Соловей посмотрел на него поверх наполненной до краев кружки.
– Из Стратхольма прибыл? Сразу видно, выправка… не местная.
– Да, путешествую…
Соловей осклабился:
– Я так и понял, экскурсия по деревням, смотришь, скоро ли нас снегом занесет? Да я не выясняю, здесь полно таких, кто скрывает, кто и откуда, просто хочу сказать, что еще есть время вернуться, пока дороги напрочь не замело. Несколько дней еще, и только на санях кататься. Пустоши, говорят, уже замело. Кочевники к кратерам сорвались, в пещерах будут прятаться. Ну а что им, деваться некуда. Только половина по дороге помрет.
– А что может случиться? – спросил Ришон осторожно. Соловей многословен, уже отработал свое вино.
Глина пожал плечами, сказал неразборчиво:
– Да как что… разное. И холод, и мороз, а то и стужа.
– Только холод? – спросил монах.
Соловей нахмурился:
– А что еще?
– Не знаю, – сказал Ришон быстро, – может зверье какое.

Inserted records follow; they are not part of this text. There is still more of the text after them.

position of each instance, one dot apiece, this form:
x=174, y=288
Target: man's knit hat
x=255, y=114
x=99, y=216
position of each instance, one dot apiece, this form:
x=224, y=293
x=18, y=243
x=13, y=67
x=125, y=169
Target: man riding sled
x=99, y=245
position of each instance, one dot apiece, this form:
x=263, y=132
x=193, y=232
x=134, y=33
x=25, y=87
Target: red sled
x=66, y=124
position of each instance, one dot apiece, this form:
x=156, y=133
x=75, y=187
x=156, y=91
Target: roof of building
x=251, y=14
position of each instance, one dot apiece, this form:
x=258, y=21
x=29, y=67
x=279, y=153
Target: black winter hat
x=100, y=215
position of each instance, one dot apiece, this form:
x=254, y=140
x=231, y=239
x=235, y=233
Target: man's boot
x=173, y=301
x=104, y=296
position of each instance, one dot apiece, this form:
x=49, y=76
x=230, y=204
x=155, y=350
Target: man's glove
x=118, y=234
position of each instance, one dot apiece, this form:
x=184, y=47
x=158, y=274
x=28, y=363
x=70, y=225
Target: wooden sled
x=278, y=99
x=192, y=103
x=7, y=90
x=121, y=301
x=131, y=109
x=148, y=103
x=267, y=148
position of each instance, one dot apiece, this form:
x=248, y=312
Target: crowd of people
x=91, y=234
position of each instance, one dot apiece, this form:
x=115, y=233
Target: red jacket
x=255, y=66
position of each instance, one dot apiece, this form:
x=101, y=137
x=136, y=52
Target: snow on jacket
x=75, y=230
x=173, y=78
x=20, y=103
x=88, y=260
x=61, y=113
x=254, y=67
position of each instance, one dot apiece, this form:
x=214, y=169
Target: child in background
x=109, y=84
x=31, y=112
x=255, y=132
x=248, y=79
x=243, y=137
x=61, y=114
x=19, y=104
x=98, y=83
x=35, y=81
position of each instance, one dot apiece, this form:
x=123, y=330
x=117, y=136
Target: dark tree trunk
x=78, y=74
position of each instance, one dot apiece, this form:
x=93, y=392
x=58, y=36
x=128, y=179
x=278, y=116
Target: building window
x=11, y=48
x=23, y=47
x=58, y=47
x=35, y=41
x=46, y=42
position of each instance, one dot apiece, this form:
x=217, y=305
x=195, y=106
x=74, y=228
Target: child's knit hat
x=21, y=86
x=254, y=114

– Всю дичь уже перебили, погреба полны мяса, переживем зиму-то. Солнце ведь… оно не на совсем гаснет?
– Дай Бог, не на совсем, – сказал монах без уверенности.

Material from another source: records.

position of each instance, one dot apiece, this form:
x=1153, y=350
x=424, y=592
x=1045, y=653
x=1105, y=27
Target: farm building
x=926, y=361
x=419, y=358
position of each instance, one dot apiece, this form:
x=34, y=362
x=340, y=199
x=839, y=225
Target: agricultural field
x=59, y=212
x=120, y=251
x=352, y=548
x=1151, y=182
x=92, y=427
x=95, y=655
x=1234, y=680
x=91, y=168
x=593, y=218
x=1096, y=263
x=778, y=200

Глина перекрестил грудь в истрепанной фуфайке мелкими крестиками, словно фехтовал с комаром. Соловей перекрестился размашисто и с фанатичной миной, будто в самом деле в этот момент думает о спасении души… хотя кто знает, не все же мы свинки морские.
– Слушай, Соловей, – сказал Ришон, – а не найдется у вас карты окрестных деревень. Я бы проехался, посмотрел, как люди живут.
– Какая тебе нужна карта?
– Просто карта с лесными тропами, – сказал монах, – чтобы знать, где что и как далеко. А то и околеть в пути недолго, мороз здорово бока щипает.
Соловей посмотрел на него внимательно, рот искривила прохладная улыбка.
– Ты же не собираешься осваивать наши охотничьи угодья, когда снег растает?
– Нет, конечно, – Ришон отмахнулся. – Тут до утра бы дожить на таком холоде, мне просто короткие маршруты переходов узнать, и все.
Соловей кивнул.
– Карты лесных троп нет, никто такое не рисует, но у меня есть карта быстрого перехода к Седлуку, деревня прямо на границе с пустошью. Психи там живут, но если нужны сведения, у них самый свежак.
– Слышал о такой веси, буду благодарен за карту.
– Она в сумке, сейчас до конюшни дойду. – Бородач с кряхтением поднялся. – Бумага недорогая, всего медяк, а за каракули серебряная монета, итого два медяка и одно серебро.
– Согласен, неси карту.
Соловей прошел между столами, захватив по дороге плащ, и дверь за ним захлопнулась.
Ришон пригубил вино, несколько раз подлил Глине, тот пил третий стакан как воду, только мизинец оттопыривал, аристократ, блин.
Монах ждал с десяток минут, не дождался. Решил выйти, посмотреть, куда девался Соловей. Общество тут неподходящее, конечно, но дело в другом. Что-то не так, люди кутят слишком отчаянно, предчувствуют лихие времена. Инквизитор покинул трактир, стараясь не привлекать внимания. Морозный воздух ударил в лицо, непонятный страх мгновенно отрезвил, обострил чувства.
В небе беззвучно мелькнула крылатая тень, волосы колыхнулись от воздушной волны, звезды на миг померкли. Ришон поднял голову, но не увидел ничего кроме серпа луны, и показалось, что все опасения – бред воспаленного мозга.
На противоположной стороне двора у конюшни колыхнулась человеческая фигура и разом растворилась во мраке. Ночной двор безмолвствовал. Ришон прошел по самому краешку открытого пространства, держась в тени дома. Затем крытый переход, и он возле коновязи.
В этот момент в стойле с лязгом столкнулось железо, грохот разнесся эхом посреди ночной тишины. По ушам резанул зловещий визг, словно стая волков накинулась на жертву: коней резали, лишая путников возможности бегства. Конюх успел поднять плеть, но конец огромного черного клинка пронзил горло.